I hope things work out for your friends--stamps are a good temporary measure while you get back on your feet, and if they're good folks I'm sure that'll happen in no time. :)
As far as workaholism goes--cliched though it may be, the saying "If you do what you love, you'll never work a day in your life" is something I've found to be quite true.
It's true, but unhelpful. Until they're all replaced by robots and thrown out into the cold entirely as useless, unemployed bums, someone has to clean the toilets, stack the shelves, assemble the iPods, deliver the chemical supplies from one lab to another, etc.

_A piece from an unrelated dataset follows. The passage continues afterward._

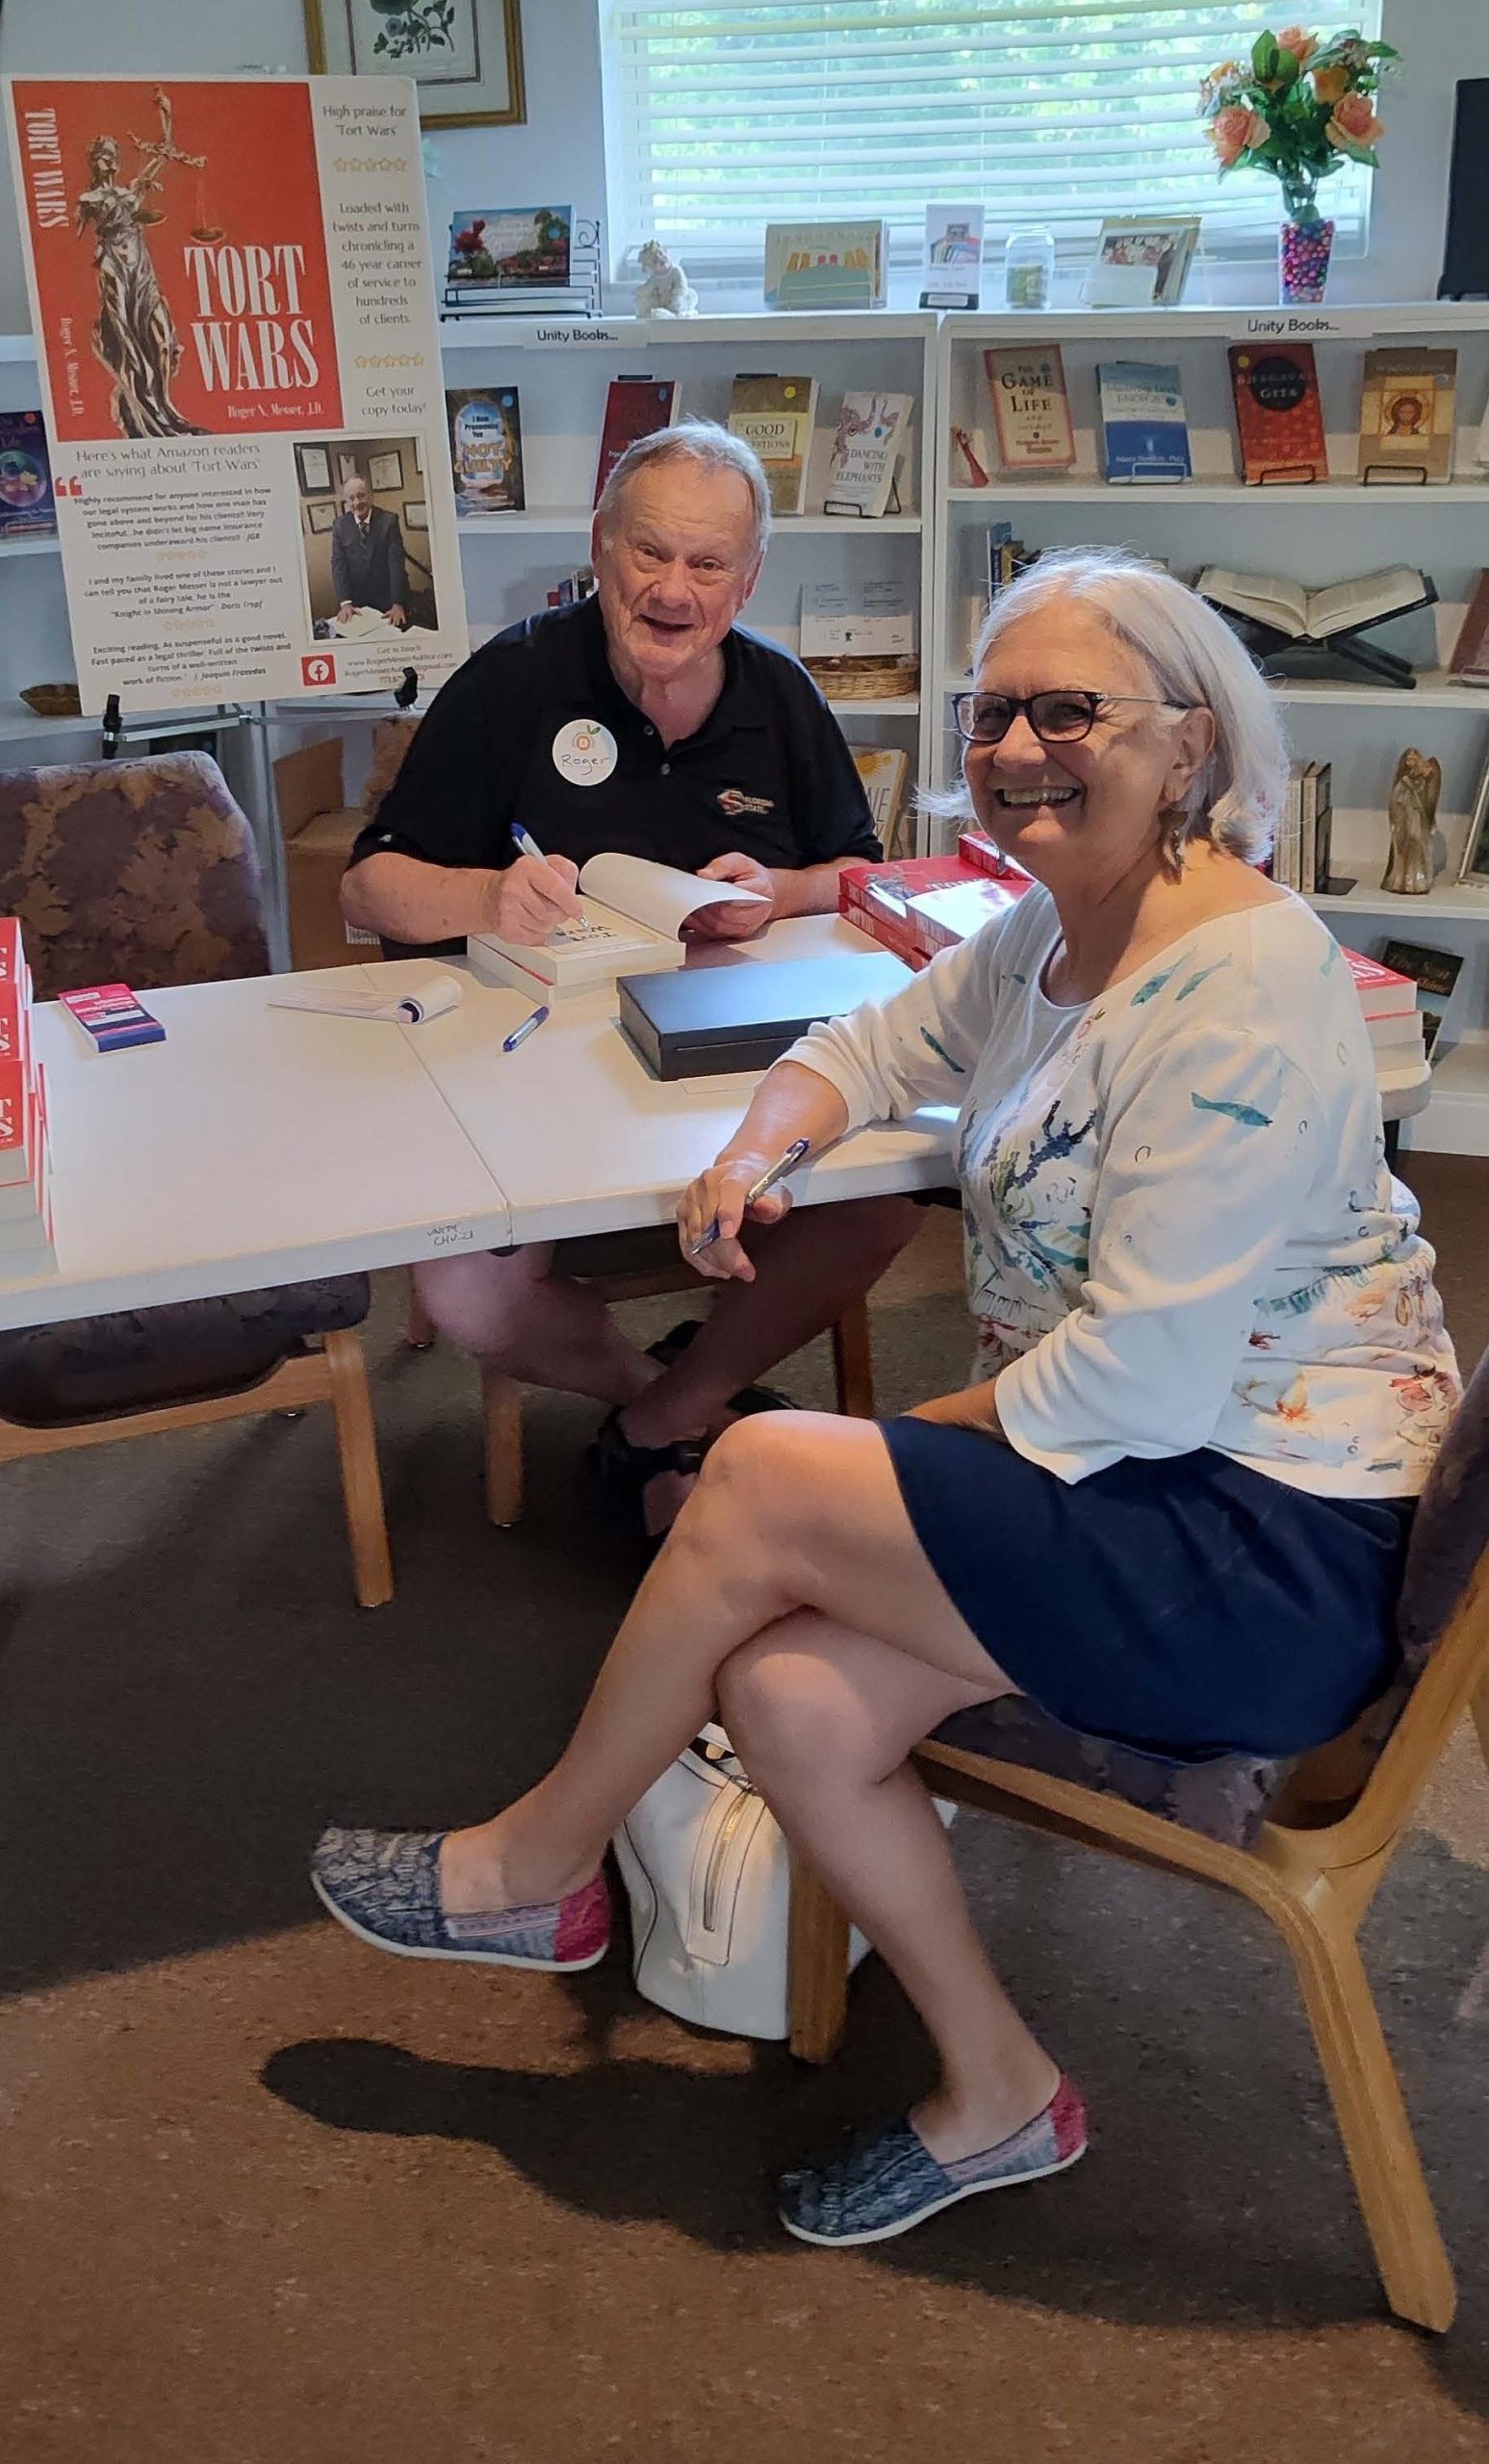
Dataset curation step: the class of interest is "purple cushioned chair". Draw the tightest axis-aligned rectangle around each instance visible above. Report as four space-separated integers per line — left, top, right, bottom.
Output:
0 752 392 1606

I can't abide the notion of simply condemning some fixed portion of society to suffer because the rest of us are too stingy to pay them a living wage, nor a majority of society to suffer because a combination of a deflationary demand crisis and rising automation have rendered their labors permanently obsolete.
EDIT: Speaking for myself personally, I quite like being a grad-student and researcher, but I really felt that programming in the corporate world was... just not for me. I'm actually pretty far up the skill chain and provably (ie: I've done it before) capable of bringing in a good deal more than a subsistence wage for myself, but that still doesn't mean I love the thing that makes me the most money or gives me the most sustainable career path.
(Last Sunday I spent two hours powersnaking out a clogged commercial sewer line, so believe me that I have sympathy for shit jobs.)
I completely agree with you both that we shouldn't condemn people to work annoying jobs and that we shouldn't be corporate drones (regardless of pay).
I think that the key to fixing a lot of this is to have it easier to move around and find interesting work--if I get sick of writing code, I should be able to find a gig doing plumbing, or carpentry, or stacking, or whatnot, until I'm ready to code again.
I think that the problem we're dancing around as a society is that physical jobs are not selected-for by the market as much as they once were (due to either automation or foreign labor), and professional jobs are a few JSON blobs and sorting algorithms away from being deprecated.
We need to figure out how to deal with an educated, intelligent, and most importantly easily-bored citizenry. It's no longer enough to say "Well, everybody has to work jobs they hate, so suck it up!". If we can't solve around that, well, we're in trouble.